According to available study data, survival appears to depend on patient- and tumor-related characteristics rather than on the actual treatment 3; it therefore can only be analyzed in randomized studies recruiting patients with comparable characteristics. Given a poor response rate in most of the studies, determining PFS at a certain time point might be a more suitable endpoint. This would require defined staging intervals, which, however, were inhomogeneous throughout the analyzed studies here and therefore not considered in this review.
Conclusion
This review analyzes data of studies on systemic treatment of MUM published between January 1980 and May 2013. Altogether, published data mainly provided low-level evidence. The limited efficacy of current treatment approaches illustrates the high medical need for more effective treatment options in MUM.

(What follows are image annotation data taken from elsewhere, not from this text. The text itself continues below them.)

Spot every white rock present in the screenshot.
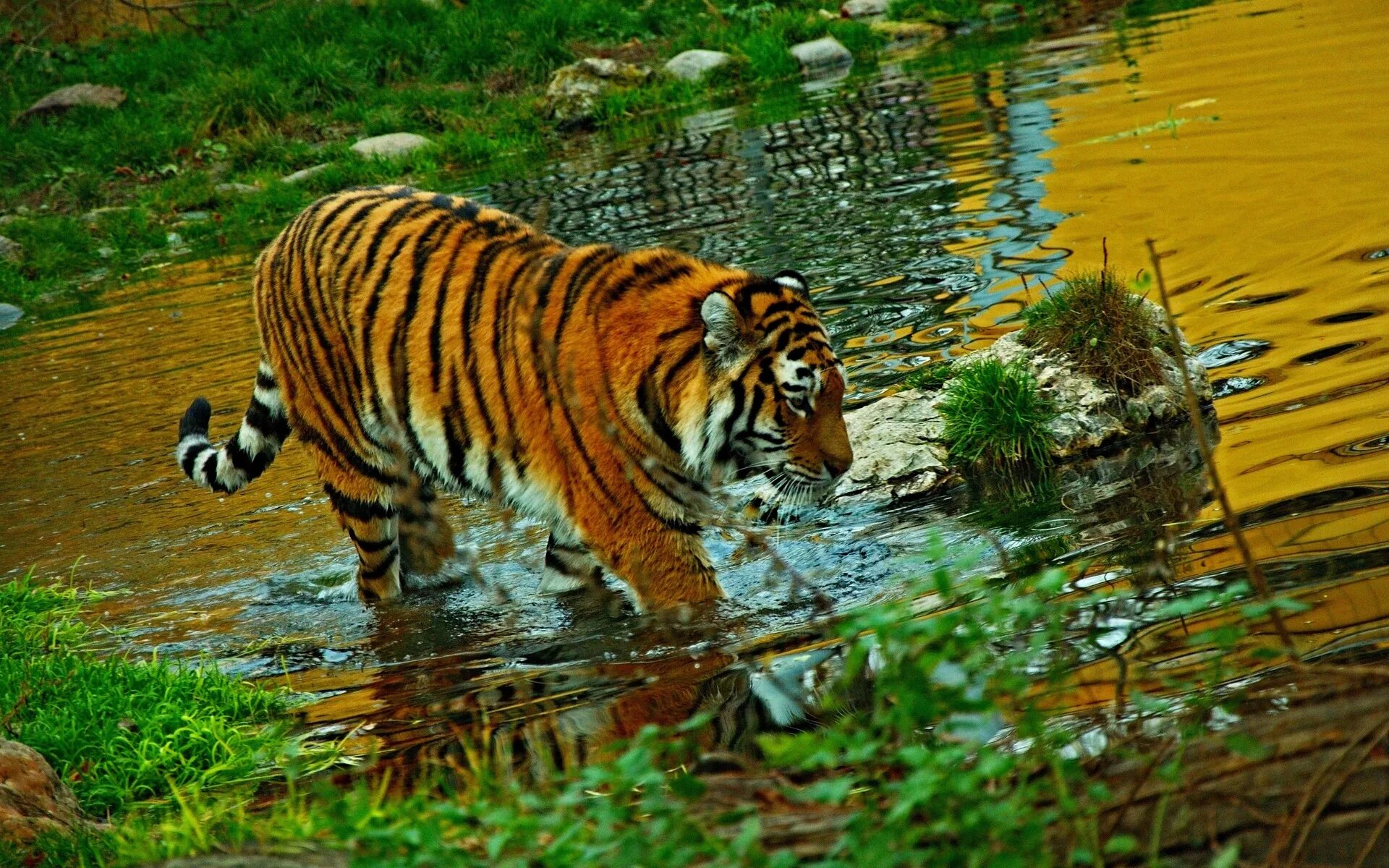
[20,82,125,118]
[0,303,24,332]
[666,48,734,82]
[281,163,328,183]
[835,389,950,500]
[839,0,888,18]
[352,132,430,157]
[790,36,854,72]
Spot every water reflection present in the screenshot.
[0,0,1389,773]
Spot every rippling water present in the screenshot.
[0,0,1389,761]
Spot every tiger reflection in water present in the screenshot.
[349,647,839,780]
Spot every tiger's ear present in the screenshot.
[773,268,810,296]
[699,292,747,357]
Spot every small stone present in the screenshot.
[0,302,24,332]
[545,57,651,128]
[0,739,95,844]
[868,21,946,51]
[790,36,854,74]
[82,205,130,224]
[352,132,430,157]
[666,48,734,82]
[281,163,328,183]
[20,82,125,118]
[839,0,888,18]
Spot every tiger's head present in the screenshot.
[700,271,854,501]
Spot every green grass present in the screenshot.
[1021,271,1161,394]
[939,358,1055,471]
[0,579,301,817]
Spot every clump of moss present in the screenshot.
[939,358,1055,471]
[901,361,954,391]
[1019,269,1161,394]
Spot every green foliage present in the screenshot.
[1021,271,1161,394]
[0,578,301,815]
[940,358,1055,471]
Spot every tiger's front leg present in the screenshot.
[540,529,603,595]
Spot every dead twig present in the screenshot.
[1147,239,1301,661]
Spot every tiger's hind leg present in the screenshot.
[540,530,603,595]
[396,474,456,587]
[305,438,404,603]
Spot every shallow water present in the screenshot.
[0,0,1389,762]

To date, no chemotherapeutic, immunotherapeutic, or targeted drug has shown reproducible ORR >10% or prolonged OS in MUM. Targeted therapeutics as well as immunotherapies might be promising strategies, but need evaluation in prospective trials. Investigation of chemoimmunotherapy-based strategies appeared to become less important, probably due to toxicity profiles although ORR has been superior to all other therapeutic approaches. Most promising preliminary data are available for MEK inhibition. However, these therapeutic regimens should be judged after final data analyses become available. A future goal should be careful design of randomized clinical trials.
Conflict of Interest
K. Buder received educational/travel grants and honoraria for oral presentations from TEVA GmbH, Roche Pharma, and Bristol-Myers Squibb. A. Gesierich received travel grants for congress participation, and was an advisory board member for Bristol-Myers Squibb and Roche Pharma. No conflicts of interest declared for G. Gelbrich. M. Goebeler was an advisory board member for MSD SHARP and DOHME GmbH.